Learning new skills and new ways of doing things creates the foundation for organizational change. If the individuals in organization continue to behave in their old ways or backslide into them, no amount or reorganization or rewards will make change stick. For lasting change whether growth related or remedial, the 70-20-10 rule applies.
The 70-20-10 Rule provides a simple guideline for effective development: 70% on-the-job/hands-on assignments, 20% working with others, 10% formal coursework or training. The key, then, to behavior change is not a killer course, though that helps, but the support and opportunity for practice provided after training ends.
The Center for Creative leadership developed the 70-20-10 Rule based on 30 years of research into executive growth. However, if you think about how you learn new skills, this rule applies to most new skills.
It may help to think of this Rule in chronological order: 10-20-70. The formal learning comes first. You take a class, watch a video, or have someone teach you. You learn the skills, you may even practice the skills. Then you go back to work and what happens? You use the new skills for a while, but things get busy and you start reverting back to your old ways and maybe, if you’re dedicated, a couple skills stick. But you just spent 8, maybe even 16 hours in the class. Shouldn’t you (and your company) get more from the training than just a few new skills. Or is anything truly better than nothing? Seems like a waste of training budget to me! (Read: The Case for Bite-Sized Learning) That’s where the 20% comes in.

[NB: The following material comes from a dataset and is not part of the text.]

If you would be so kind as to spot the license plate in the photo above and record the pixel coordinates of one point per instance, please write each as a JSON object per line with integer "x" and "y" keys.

The 20% provides support and accountability for using the new skills. This could be the next level manager (NLM) watching and coaching, a formal coach, a buddy from the class, or better yet, a coworker or colleague who already practices the new skill and can coach you and hold you accountable for the 70% of application and practice.
Breaking out your organizational challenge into discreet behavior changes may feel like a cumbersome, time-consuming approach, but in the long run can save time and money.